Tú, uno de tantos, de tantos que han regado y riegan con su sudor la milenaria estepa, ves, al final de tus días, el pago que da a tus esfuerzos esta sociedad que se llama a sí misma civilizada y cristiana. De esta sociedad que navegante en la onda que roza lo imposible, no es capaz de detener su vuelo lleno de egoísmo y de delirios y acercarse a los lares de tu alma. ¿Y sabes por qué?
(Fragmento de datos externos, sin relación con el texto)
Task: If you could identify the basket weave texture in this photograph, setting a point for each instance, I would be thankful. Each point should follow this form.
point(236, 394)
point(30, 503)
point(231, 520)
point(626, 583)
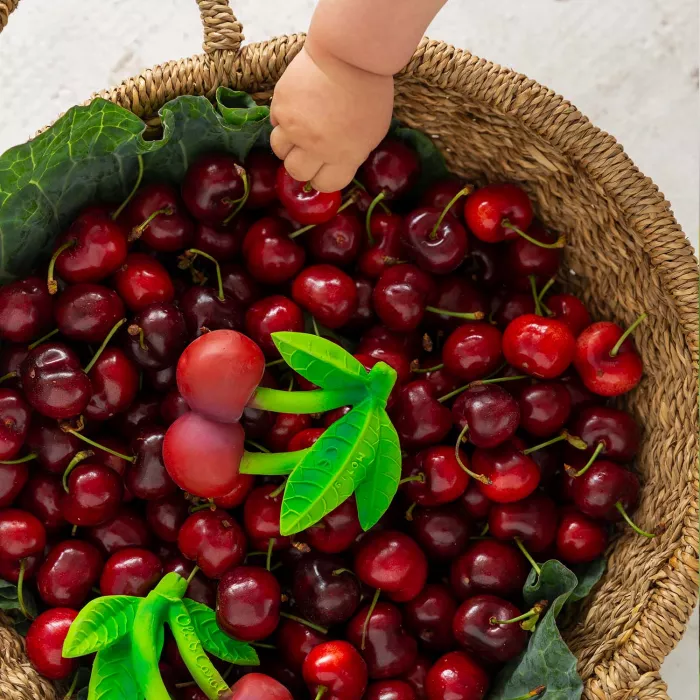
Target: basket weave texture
point(626, 254)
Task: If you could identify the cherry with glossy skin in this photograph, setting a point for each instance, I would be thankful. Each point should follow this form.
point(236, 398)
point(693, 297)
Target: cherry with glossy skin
point(68, 573)
point(488, 412)
point(388, 649)
point(419, 418)
point(391, 169)
point(473, 351)
point(131, 571)
point(533, 520)
point(476, 627)
point(202, 456)
point(579, 538)
point(247, 603)
point(541, 347)
point(327, 293)
point(25, 310)
point(213, 187)
point(443, 481)
point(214, 540)
point(489, 566)
point(45, 639)
point(269, 315)
point(142, 281)
point(393, 562)
point(54, 382)
point(604, 370)
point(324, 591)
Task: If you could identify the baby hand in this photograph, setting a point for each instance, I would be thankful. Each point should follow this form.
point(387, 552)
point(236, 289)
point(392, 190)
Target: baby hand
point(327, 116)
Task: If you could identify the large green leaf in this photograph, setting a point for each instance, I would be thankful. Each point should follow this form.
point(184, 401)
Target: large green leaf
point(320, 361)
point(217, 642)
point(101, 623)
point(330, 470)
point(91, 154)
point(376, 491)
point(112, 676)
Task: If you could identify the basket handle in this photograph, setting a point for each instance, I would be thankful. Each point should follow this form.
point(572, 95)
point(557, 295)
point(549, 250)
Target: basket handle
point(222, 31)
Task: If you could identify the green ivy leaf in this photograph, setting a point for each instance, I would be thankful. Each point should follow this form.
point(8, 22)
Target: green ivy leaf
point(113, 676)
point(100, 624)
point(217, 642)
point(376, 491)
point(329, 472)
point(320, 361)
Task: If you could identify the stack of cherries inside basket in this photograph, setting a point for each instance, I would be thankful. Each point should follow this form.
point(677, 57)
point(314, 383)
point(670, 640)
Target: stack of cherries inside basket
point(511, 455)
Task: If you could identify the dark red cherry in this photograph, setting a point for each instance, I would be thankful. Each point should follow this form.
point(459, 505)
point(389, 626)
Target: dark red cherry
point(271, 314)
point(68, 573)
point(473, 351)
point(45, 639)
point(478, 627)
point(247, 603)
point(429, 616)
point(54, 382)
point(533, 520)
point(489, 566)
point(388, 649)
point(391, 169)
point(213, 187)
point(214, 540)
point(305, 204)
point(327, 293)
point(131, 571)
point(25, 310)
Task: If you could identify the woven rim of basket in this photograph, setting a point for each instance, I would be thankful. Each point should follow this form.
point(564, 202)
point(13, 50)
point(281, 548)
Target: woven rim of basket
point(255, 68)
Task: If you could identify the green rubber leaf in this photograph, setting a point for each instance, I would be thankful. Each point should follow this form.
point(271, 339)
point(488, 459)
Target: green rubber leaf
point(217, 642)
point(100, 624)
point(320, 361)
point(547, 660)
point(376, 491)
point(329, 472)
point(113, 677)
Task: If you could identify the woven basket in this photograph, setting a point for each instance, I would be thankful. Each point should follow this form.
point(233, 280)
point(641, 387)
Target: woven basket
point(626, 254)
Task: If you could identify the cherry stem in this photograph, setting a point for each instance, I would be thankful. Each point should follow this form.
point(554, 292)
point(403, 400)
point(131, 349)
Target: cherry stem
point(631, 523)
point(302, 621)
point(21, 460)
point(51, 282)
point(572, 472)
point(479, 477)
point(82, 437)
point(193, 252)
point(42, 339)
point(102, 347)
point(528, 556)
point(368, 216)
point(626, 334)
point(470, 316)
point(134, 189)
point(79, 457)
point(365, 624)
point(243, 199)
point(559, 243)
point(462, 193)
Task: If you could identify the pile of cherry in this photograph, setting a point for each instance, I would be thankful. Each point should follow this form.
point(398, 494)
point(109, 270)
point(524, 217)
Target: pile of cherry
point(510, 452)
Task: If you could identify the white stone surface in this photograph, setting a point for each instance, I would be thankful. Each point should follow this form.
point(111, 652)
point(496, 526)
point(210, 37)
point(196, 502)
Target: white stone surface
point(630, 65)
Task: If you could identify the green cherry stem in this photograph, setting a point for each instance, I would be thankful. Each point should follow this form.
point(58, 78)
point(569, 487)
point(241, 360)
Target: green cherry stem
point(117, 212)
point(102, 347)
point(626, 334)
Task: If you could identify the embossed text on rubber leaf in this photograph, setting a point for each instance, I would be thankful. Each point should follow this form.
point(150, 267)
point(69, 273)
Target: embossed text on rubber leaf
point(376, 491)
point(320, 361)
point(329, 472)
point(90, 155)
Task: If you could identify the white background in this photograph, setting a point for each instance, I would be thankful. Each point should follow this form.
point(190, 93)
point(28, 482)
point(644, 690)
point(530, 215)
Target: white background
point(630, 65)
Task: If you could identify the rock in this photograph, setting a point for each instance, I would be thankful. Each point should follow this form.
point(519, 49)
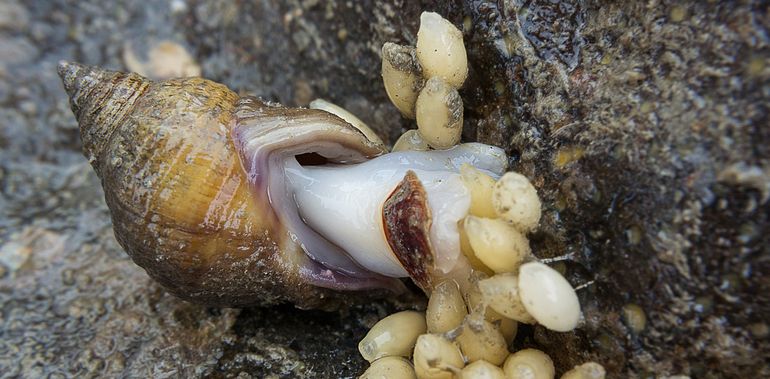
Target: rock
point(641, 124)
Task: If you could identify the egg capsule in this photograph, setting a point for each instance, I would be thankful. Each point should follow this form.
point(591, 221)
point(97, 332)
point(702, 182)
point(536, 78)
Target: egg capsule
point(515, 200)
point(411, 140)
point(496, 244)
point(481, 370)
point(440, 50)
point(502, 293)
point(480, 340)
point(446, 309)
point(402, 77)
point(588, 370)
point(435, 357)
point(390, 368)
point(439, 113)
point(529, 364)
point(548, 297)
point(394, 335)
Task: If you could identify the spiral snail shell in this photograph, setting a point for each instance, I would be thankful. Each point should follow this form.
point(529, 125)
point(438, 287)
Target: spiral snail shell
point(232, 201)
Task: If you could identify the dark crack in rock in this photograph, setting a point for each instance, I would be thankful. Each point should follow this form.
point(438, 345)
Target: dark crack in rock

Porque teme que al hacerlo, tu humildad, tu nobleza, tu total entrega, enciendan los sentimientos de su conciencia y vean, reflejado en el crisol de los días ya pasados la terrible marginación en que te han tenido.

 En tanto en que ese sueño eterno de su espera, en ese aún lejano porvenir que se vislumbra, tú y todos los que en tu generación son y han sido, iréis paseando vuestro dolor por la amarilla tierra de Castilla. Como las pasadas, generaciones vendrán que seguirán el camino que tú ya has recorrido. ¡Ojalá vuestros dolores muertos siembren su camino de alegría! ¡Ojalá vuestros sueños y esperanzas sean para ellos realidades amanecidas!

 

Publicado en la página cinco CORREO DE TÁBARA  en El Correo de Zamora de 11/4/1974.